Theranos collapsed after the Wall Street Journal published a series of articles suggesting that his devices were faulty and inaccurate. Holmes was indicted in 2018 along with former operations director Ramesh “Sunny” Balwani Theranos.

Theranos collapsed after the Wall Street Journal published a series of articles suggesting that the devices for launching the blood test were flawed and inaccurate. [File: David Paul Morris/Bloomberg]

He pleaded not guilty to nine counts of fraud and two counts of conspiracy. Balwani has also been acquitted and will be tried later.

The trial, which began in September in San Jose, California, saw the testimony of former Theranos employees, who said they had left the company after seeing problems with the technology.

Investors claimed that Holmes had made misleading claims about Theranos, such as that his machines were being used by the U.S. military in the field.

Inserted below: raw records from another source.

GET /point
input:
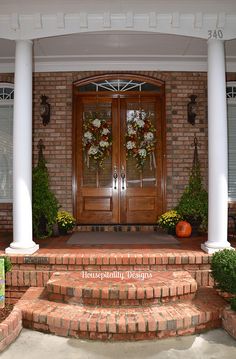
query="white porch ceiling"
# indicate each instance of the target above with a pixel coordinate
(117, 51)
(77, 35)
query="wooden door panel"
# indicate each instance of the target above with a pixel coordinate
(97, 202)
(136, 195)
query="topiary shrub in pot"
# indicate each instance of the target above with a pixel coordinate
(223, 266)
(193, 204)
(44, 203)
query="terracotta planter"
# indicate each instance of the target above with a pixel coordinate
(183, 229)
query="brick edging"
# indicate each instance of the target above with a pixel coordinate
(10, 328)
(229, 321)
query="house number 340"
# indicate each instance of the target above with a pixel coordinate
(215, 34)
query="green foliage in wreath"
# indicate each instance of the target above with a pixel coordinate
(140, 138)
(96, 139)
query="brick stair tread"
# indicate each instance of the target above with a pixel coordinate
(75, 321)
(131, 287)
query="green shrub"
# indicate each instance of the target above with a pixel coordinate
(169, 219)
(223, 267)
(65, 221)
(7, 264)
(193, 204)
(45, 204)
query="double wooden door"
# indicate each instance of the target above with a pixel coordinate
(113, 181)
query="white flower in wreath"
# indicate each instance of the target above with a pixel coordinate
(104, 144)
(131, 130)
(105, 131)
(143, 115)
(93, 150)
(142, 152)
(96, 123)
(148, 136)
(130, 145)
(88, 135)
(140, 123)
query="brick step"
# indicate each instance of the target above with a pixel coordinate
(120, 288)
(131, 323)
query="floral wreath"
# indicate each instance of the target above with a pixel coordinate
(96, 140)
(140, 139)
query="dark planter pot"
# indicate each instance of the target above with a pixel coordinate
(62, 231)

And the former patients were told by the jury that they would not use Theranos ’tests if they knew the tests were flawed.

The prosecutor said if Holmes had been honest with investors and patients, the company would never have attracted critical funding and revenue.

“He chose fraud rather than business failure. He chose to be dishonest, “said U.S. Assistant Attorney General Jeff Schenk at the beginning of the closing arguments.” That choice was not only honest, it was criminal. “

Declaring his defense at trial, Holmes said he never wanted to deceive anyone and that Theranos’ lab director was concerned about the quality of the test. In his closing remarks, defense attorney Kevin Downey said the evidence did not show that Holmes was driven by Theranos’ monetary cuts, but rather that he believed he was “building a technology that would change the world.”

“You know at the first sign of trouble, the villains are making money,” but Holmes stopped, Downey said. “When he got off he got off that boat.”